Vers la mère, de Lorena Salazar : complainte pour un fleuve blessé

Patrouille de l’infanterie de marine colombienne à Quibdó, sur le Río Atrato (2022) © CC0.1.0/Mussi Katz/Flickr

Mais laissons-nous plutôt trompeusement bercer, comme nous y invite le récit, par les eaux de ce maître fleuve qu’est l’Atrato, décrit, invoqué, voire chanté par la narratrice, cette jeune mère aussi proche de sa propre enfance que de l’enfant qu’elle élève.

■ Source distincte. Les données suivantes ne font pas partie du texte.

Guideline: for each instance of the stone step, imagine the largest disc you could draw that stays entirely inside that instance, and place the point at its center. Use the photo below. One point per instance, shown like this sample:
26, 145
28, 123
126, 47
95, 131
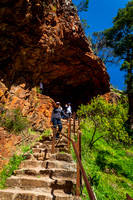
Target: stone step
51, 173
58, 164
18, 194
48, 150
34, 183
48, 164
30, 164
42, 156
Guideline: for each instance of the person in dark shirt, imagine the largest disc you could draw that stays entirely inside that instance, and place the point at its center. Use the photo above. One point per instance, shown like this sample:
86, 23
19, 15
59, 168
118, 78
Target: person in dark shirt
56, 117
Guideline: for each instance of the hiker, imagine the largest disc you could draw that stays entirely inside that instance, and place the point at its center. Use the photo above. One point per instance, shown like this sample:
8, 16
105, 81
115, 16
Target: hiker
69, 110
41, 88
56, 117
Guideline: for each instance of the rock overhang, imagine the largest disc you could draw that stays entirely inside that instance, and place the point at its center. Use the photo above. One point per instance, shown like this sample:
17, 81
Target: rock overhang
44, 41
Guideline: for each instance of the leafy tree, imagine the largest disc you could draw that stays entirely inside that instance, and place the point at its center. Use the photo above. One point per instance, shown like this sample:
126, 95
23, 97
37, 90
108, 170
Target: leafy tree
120, 38
105, 118
99, 47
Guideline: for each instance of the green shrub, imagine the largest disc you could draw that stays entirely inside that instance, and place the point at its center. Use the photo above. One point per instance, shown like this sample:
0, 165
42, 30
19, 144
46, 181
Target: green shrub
105, 118
13, 164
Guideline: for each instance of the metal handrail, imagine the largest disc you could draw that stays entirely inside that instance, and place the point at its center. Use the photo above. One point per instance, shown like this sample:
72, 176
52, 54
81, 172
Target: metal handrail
87, 184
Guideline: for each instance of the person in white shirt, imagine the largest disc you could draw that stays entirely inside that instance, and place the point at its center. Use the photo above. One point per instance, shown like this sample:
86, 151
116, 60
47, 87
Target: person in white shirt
69, 110
41, 88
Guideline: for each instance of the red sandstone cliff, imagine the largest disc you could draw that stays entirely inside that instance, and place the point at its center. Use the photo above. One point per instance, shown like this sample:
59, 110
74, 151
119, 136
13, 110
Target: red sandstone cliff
44, 41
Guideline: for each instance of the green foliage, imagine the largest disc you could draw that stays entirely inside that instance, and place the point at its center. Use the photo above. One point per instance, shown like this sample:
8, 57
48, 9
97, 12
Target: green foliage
105, 118
108, 167
13, 164
13, 120
120, 39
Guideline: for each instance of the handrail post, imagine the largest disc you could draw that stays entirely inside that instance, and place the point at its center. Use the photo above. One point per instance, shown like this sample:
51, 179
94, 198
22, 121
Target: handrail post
69, 134
53, 141
78, 182
78, 121
74, 115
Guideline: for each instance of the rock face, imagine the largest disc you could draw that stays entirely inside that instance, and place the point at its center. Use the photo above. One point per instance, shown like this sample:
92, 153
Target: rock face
42, 40
35, 106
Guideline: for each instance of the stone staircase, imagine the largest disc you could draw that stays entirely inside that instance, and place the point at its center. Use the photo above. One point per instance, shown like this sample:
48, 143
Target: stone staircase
43, 176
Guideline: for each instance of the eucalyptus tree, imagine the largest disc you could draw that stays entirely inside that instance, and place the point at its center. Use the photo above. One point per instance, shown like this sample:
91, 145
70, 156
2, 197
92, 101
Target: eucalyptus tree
120, 39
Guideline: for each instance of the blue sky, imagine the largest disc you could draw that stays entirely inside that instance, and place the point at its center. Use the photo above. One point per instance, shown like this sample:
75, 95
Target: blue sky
99, 17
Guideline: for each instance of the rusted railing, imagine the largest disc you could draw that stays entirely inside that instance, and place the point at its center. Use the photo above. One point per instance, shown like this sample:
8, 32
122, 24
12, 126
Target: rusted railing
77, 150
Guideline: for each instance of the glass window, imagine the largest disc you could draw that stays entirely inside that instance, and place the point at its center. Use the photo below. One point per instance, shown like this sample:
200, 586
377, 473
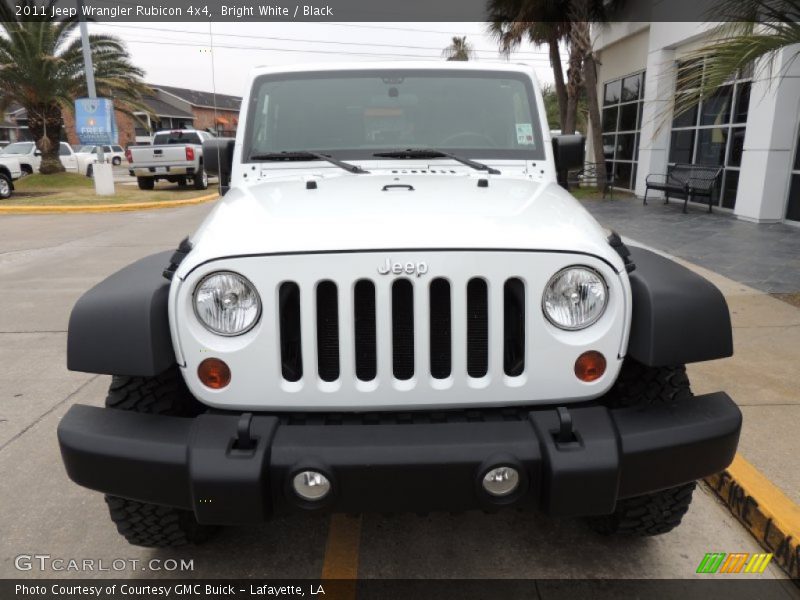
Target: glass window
730, 188
608, 147
681, 146
737, 147
713, 134
623, 174
625, 143
19, 148
742, 102
360, 112
630, 88
610, 119
613, 92
622, 115
716, 110
711, 144
687, 118
627, 116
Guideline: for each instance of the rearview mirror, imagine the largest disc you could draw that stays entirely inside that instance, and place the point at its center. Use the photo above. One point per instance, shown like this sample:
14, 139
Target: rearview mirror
218, 160
568, 153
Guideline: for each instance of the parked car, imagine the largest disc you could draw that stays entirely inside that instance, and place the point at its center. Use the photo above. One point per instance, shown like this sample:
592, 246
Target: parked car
111, 154
10, 171
30, 158
396, 308
176, 156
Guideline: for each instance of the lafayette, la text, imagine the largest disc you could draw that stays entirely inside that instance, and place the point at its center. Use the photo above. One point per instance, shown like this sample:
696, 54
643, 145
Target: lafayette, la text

Que le fleuve soit un personnage essentiel, nul n’en saurait douter à la lecture du titre original du roman : Esta herida llena de peces, « Cette blessure pleine de poissons », ou à celle des vers de Gabriela Mistral qui figurent en épigraphe : « Un fleuve bruit, toujours proche. / Depuis quarante ans je l’entends. / Il est la chanson de mon sang, / ou un rythme qu’on m’a donné. »

Lectrice de poésie – celle de la Chilienne Gabriela Mistral, de l’Argentine Alejandra Pizarnik, de l’Afro-Colombienne Mary Grueso –, Lorena Salazar est aussi familière des rythmes singuliers des alabaos et des chigalos, ces chants d’adieu aux morts du Chocó. Tout ceci bruit dans son oreille et dans la nôtre ; sur fond de la chanson de l’Atrato, nous suivons les conversations qu’engagent les passagères, les passagers et la conductrice de la pirogue pour se distraire de la monotonie hypnotique du voyage. Car la lenteur de la navigation prête aux confidences ou à l’accueil de l’histoire de l’autre, que l’on gardera précieusement pour la raconter à son tour, une fois arrivé à bon port – si tant est qu’on y arrive.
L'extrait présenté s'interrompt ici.